The majority of calls the department responds to are medical calls.

“They may be anything from a stomachache to breathing difficulty, an injured person or a gunshot wound,” Lt. Darrel Whitfield said.

Fire engines show up, resulting in a lot of needless wear and tear on the $600,000 trucks.

“If this engine is tied up on a medical call and a fire happens in this district right here, then another fire truck from a surrounding district has to respond,” Whitfield said.

Arlington fire engines typically last five to seven years before having to be replaced. Whitfield said the vehicles are very expensive to buy and maintain.

"If you have a vehicle that costs $600,000-plus and it only lasts five to seven years, that's a big cost to the citizens and taxpayers of Arlington," Whitfield said.
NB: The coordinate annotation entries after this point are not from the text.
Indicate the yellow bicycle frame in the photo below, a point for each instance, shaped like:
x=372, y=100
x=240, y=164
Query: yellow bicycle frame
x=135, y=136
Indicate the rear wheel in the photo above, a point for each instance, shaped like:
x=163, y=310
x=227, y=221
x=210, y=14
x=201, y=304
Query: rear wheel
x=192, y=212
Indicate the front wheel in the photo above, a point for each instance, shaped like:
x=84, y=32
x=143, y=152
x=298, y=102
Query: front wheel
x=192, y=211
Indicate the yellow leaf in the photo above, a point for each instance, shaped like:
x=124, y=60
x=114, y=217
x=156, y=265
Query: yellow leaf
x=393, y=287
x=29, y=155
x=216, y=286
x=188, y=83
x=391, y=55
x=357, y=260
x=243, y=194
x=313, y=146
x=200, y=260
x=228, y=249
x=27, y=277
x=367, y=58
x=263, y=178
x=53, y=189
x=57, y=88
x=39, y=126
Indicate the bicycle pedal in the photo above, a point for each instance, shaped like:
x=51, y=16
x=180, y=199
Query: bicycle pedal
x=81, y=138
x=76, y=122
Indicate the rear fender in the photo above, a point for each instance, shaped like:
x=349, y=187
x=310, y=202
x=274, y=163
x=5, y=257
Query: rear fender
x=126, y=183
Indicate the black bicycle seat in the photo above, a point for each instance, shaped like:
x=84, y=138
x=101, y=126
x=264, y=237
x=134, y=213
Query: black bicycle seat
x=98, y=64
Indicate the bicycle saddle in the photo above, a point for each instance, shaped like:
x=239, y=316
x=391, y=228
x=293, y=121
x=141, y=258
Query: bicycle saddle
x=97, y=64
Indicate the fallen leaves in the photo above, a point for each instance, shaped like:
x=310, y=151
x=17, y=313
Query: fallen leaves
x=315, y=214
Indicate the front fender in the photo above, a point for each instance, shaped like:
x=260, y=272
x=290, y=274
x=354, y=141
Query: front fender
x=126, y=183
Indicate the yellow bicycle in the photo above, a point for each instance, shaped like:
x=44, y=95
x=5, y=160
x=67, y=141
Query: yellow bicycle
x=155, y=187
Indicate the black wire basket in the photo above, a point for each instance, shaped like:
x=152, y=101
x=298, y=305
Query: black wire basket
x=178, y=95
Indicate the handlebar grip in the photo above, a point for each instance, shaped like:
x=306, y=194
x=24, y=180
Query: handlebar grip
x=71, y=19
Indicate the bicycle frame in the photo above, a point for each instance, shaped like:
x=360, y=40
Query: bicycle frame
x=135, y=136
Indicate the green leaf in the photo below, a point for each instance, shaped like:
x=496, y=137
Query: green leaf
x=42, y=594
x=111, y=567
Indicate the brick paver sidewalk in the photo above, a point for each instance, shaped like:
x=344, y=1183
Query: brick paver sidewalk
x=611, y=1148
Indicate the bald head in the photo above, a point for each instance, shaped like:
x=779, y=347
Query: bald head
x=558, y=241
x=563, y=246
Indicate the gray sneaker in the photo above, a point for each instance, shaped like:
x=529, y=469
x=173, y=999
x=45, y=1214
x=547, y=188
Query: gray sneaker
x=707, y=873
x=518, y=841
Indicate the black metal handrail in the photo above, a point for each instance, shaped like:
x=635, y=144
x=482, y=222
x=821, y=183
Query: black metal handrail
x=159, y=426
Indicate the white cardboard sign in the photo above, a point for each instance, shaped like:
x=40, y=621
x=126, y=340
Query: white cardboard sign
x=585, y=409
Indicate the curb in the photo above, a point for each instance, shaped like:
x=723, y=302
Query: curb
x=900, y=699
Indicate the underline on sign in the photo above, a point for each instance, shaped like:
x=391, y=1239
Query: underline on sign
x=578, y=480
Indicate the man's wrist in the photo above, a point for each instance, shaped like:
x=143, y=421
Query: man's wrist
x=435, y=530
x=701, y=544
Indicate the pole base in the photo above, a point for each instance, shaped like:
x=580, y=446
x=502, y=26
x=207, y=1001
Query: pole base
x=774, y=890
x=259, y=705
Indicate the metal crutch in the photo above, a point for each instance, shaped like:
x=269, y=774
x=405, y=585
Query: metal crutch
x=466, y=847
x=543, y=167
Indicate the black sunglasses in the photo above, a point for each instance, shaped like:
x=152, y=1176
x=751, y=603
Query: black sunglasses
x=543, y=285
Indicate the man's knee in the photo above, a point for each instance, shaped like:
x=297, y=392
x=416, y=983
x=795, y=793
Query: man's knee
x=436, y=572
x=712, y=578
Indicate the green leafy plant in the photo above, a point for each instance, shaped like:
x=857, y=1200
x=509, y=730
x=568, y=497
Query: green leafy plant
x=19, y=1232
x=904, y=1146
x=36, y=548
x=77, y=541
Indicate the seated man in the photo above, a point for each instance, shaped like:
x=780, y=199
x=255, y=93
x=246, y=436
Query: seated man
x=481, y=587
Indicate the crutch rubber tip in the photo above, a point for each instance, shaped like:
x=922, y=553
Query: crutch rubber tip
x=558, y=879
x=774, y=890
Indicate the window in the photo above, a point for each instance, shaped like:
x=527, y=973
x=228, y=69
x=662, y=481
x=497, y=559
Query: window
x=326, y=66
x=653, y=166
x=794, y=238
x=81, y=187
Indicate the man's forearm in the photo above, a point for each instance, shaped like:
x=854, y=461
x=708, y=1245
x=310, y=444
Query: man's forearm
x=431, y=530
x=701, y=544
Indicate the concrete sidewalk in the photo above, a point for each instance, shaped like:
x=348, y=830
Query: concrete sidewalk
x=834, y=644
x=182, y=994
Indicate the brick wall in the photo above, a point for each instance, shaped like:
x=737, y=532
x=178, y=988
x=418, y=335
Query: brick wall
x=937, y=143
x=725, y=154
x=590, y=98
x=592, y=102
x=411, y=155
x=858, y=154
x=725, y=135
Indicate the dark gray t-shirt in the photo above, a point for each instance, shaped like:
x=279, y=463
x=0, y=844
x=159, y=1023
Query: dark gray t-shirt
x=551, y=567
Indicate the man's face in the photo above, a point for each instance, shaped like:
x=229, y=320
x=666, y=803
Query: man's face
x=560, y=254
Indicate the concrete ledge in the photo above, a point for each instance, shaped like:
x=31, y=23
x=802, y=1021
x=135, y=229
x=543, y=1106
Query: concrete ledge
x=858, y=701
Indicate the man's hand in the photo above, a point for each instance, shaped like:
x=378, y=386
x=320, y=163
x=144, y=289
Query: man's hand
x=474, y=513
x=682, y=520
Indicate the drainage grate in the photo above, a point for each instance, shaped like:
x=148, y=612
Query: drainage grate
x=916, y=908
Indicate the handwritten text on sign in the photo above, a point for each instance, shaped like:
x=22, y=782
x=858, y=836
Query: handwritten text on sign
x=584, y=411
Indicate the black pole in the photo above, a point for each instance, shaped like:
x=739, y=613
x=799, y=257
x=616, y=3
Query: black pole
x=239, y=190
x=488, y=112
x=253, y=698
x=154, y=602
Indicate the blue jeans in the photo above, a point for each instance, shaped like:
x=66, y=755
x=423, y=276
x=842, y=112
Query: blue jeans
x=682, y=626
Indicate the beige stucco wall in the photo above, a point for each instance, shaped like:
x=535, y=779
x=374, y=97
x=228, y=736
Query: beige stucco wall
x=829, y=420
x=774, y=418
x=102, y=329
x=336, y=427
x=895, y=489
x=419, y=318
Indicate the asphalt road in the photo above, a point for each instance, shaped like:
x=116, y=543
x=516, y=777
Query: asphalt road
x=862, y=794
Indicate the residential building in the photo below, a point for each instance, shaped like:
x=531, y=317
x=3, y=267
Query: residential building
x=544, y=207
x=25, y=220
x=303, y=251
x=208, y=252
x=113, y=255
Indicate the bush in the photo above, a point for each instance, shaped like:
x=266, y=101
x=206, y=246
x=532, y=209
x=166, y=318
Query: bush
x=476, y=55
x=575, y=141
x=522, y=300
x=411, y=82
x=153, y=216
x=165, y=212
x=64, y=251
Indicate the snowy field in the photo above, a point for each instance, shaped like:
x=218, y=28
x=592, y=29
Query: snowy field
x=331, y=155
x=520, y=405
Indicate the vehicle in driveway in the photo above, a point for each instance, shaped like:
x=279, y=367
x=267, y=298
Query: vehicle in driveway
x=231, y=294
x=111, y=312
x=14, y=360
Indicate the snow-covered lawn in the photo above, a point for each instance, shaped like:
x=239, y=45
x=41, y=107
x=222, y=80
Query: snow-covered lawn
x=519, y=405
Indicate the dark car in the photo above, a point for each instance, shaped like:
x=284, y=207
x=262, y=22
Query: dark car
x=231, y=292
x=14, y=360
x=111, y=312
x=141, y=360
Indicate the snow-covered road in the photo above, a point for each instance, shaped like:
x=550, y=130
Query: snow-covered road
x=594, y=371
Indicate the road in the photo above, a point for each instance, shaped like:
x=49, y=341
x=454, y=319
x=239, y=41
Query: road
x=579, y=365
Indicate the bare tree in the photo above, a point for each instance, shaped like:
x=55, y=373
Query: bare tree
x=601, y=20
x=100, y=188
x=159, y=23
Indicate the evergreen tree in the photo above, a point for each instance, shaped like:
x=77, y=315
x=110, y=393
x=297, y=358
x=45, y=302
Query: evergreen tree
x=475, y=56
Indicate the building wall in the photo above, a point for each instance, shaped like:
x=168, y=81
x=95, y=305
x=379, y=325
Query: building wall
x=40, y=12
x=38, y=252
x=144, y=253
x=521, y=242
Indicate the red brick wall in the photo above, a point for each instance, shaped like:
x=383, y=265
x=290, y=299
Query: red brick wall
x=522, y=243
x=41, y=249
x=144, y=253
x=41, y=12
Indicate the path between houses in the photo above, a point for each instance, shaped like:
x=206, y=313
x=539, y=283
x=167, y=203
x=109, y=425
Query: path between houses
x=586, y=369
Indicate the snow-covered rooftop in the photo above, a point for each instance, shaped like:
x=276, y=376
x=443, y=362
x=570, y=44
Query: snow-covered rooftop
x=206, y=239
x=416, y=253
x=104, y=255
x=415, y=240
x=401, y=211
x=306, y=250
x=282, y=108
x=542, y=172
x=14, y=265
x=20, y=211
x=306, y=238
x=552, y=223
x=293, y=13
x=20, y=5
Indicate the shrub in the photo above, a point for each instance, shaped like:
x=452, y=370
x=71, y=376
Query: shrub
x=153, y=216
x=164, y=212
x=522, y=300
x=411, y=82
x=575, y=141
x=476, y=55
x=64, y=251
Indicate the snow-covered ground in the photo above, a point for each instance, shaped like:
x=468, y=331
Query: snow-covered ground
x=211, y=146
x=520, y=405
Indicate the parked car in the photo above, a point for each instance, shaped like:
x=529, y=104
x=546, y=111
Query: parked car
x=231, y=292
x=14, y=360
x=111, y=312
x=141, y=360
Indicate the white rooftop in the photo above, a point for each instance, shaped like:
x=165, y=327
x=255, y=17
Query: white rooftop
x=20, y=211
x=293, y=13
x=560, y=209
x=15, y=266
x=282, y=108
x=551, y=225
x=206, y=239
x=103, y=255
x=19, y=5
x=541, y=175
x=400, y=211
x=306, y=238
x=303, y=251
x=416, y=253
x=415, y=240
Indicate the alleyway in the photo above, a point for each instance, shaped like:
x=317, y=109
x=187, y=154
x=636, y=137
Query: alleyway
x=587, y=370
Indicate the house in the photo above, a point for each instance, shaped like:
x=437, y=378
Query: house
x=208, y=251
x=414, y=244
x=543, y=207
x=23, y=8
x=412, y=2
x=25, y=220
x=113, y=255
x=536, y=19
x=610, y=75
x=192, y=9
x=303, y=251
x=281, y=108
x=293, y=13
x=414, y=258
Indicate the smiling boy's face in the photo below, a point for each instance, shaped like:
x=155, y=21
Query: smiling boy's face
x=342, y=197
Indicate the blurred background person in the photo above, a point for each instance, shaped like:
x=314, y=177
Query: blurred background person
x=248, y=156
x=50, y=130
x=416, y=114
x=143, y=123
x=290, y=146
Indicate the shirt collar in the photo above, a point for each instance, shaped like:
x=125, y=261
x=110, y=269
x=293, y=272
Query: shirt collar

The city could go through 12 SUVs for the price of one fire engine. That, along with the better fuel costs and quicker response times, has sparked an effort to expand the use of the SUVs to at least one more station.

Lt. Keith Copeman said the SUVs basically have “the same capabilities as the engine except squirting water."

"It has tools. It has air packs for the firefighters ... to make entry with. It has all the gear they need for that," he said.

While the SUV units have proven to be efficient and more cost-effective, the traditional fire engine is still king, firefighters said. They said they will continue to turn to the engines to do what they do best -- fight fires.